Chi ti dice che dopo una sconfitta l’importante è reagire, ti sta dicendo solo una mezza verità. La verità è che il flusso di azione deve essere costante e diretto. Se sai dove stai andando e perché vuoi andarci, non sarà una gomma a terra a impedirtelo. Metterai in pratica qualunque alternativa possibile per poter proseguire il tuo viaggio. E questa non è reazione: è azione. Viene dal passato e va verso il futuro che desideri.

Ci sono tre azioni fondamentali che puoi compiere per favorire il flusso di azione.

Medita. Se la tensione si fa strada e tanti eventi richiedono la tua attenzione, fai come le persone di successo: crea la tua oasi di pace, soprattutto al mattino, per riflettere e elaborare. Puoi fare un diario sugli eventi del giorno precedente ed esprimere gratitudine per le porte che si sono aperte. In un giorno di difficoltà, guarda il giorno in modo diverso: svegliati presto e attendi il sorgere del sole, esci a fare una passeggiata nel tepore del pomeriggio e svuota la tua mente per sperimentare il momento, immobili, solo a respirare in silenzio.

Abbraccia la paura. La paura serve, è utile, va presa per mano e portata con sé oltre l’oggetto della paura stessa perché in quella azione, in quel passaggio si trasforma in coraggio. Quando perdi, puoi perdere entusiasmo e fiducia, puoi iniziare ad avere paura ad agire per non perdere ancora. Ti stai proteggendo da una cosa spiacevole che desideri tenere lontana. L’unico modo di uscire dall’inferno, diceva Winston Churchill, è passandoci attraverso.
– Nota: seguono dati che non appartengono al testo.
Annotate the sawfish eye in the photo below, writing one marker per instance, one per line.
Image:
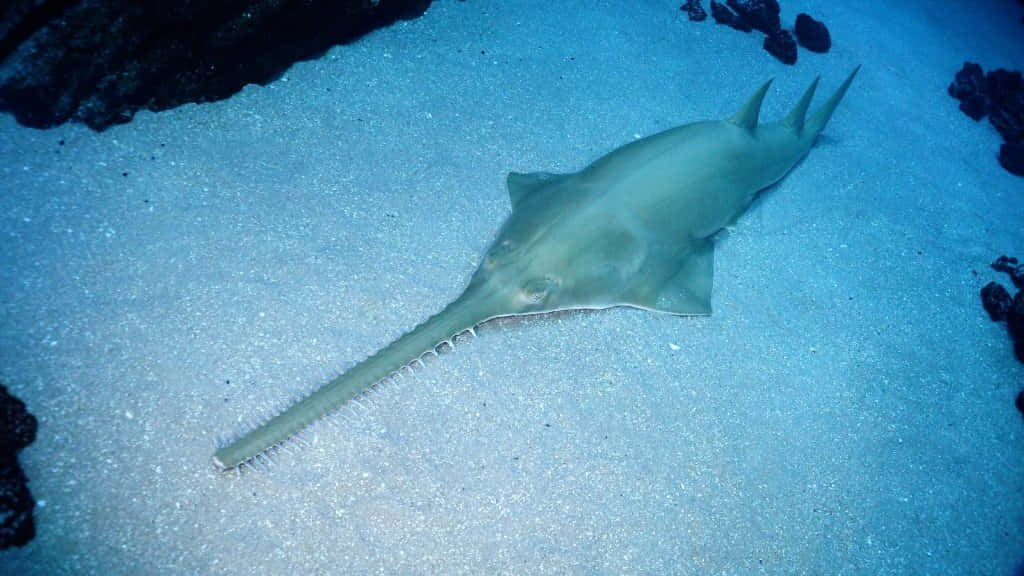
(537, 290)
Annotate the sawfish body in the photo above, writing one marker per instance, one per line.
(633, 229)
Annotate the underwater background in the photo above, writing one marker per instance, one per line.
(847, 409)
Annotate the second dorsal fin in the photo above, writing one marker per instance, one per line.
(748, 116)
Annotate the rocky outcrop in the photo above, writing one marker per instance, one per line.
(17, 429)
(998, 94)
(763, 15)
(98, 62)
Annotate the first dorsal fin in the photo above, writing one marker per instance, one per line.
(748, 116)
(522, 184)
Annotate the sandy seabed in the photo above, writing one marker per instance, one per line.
(848, 408)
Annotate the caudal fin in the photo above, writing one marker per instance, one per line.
(820, 117)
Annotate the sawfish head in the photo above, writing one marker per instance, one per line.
(566, 246)
(636, 228)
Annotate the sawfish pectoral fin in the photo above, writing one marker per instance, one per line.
(684, 289)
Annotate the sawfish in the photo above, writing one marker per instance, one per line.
(636, 228)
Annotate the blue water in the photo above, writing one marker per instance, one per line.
(847, 409)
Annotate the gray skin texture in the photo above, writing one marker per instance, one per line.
(633, 229)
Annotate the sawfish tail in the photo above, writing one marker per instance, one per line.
(461, 315)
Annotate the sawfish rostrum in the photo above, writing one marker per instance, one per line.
(634, 229)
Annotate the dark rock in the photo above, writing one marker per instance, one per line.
(1006, 91)
(694, 10)
(812, 34)
(759, 14)
(17, 429)
(970, 87)
(1010, 265)
(98, 62)
(1015, 317)
(1006, 263)
(996, 300)
(781, 45)
(1012, 158)
(722, 14)
(1000, 94)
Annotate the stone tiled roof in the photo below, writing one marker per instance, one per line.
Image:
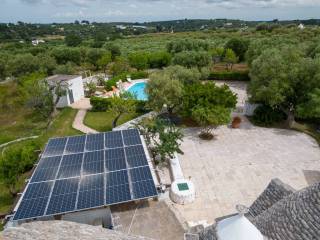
(62, 230)
(295, 217)
(275, 191)
(280, 213)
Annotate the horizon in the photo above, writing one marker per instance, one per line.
(166, 20)
(108, 11)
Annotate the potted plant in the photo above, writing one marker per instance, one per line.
(236, 122)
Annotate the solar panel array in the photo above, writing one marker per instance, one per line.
(89, 171)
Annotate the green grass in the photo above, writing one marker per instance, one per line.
(102, 121)
(61, 126)
(16, 119)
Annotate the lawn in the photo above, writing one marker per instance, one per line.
(16, 119)
(102, 121)
(61, 126)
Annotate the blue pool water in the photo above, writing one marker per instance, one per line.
(138, 90)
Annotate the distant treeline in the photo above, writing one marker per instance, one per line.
(27, 31)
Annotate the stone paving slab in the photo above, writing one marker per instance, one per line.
(151, 219)
(238, 164)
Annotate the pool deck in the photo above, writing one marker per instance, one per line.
(125, 86)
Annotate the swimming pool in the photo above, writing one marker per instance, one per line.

Abbi fede. Fede in dio, nell’universo, in te stesso, in quello che vuoi. Se nella vita vuoi concederti un lusso, il primo che devi concederti è il lusso di credere con tutto te stesso che le cose funzioneranno secondo il piano. Quando ti lasci andare, circondato da amici e familiari, un gruppo di pari, collaboratori che ti sostengono e ti amano per tutto il viaggio, le cose stanno già funzionando. Non devi far altro che accorgertene.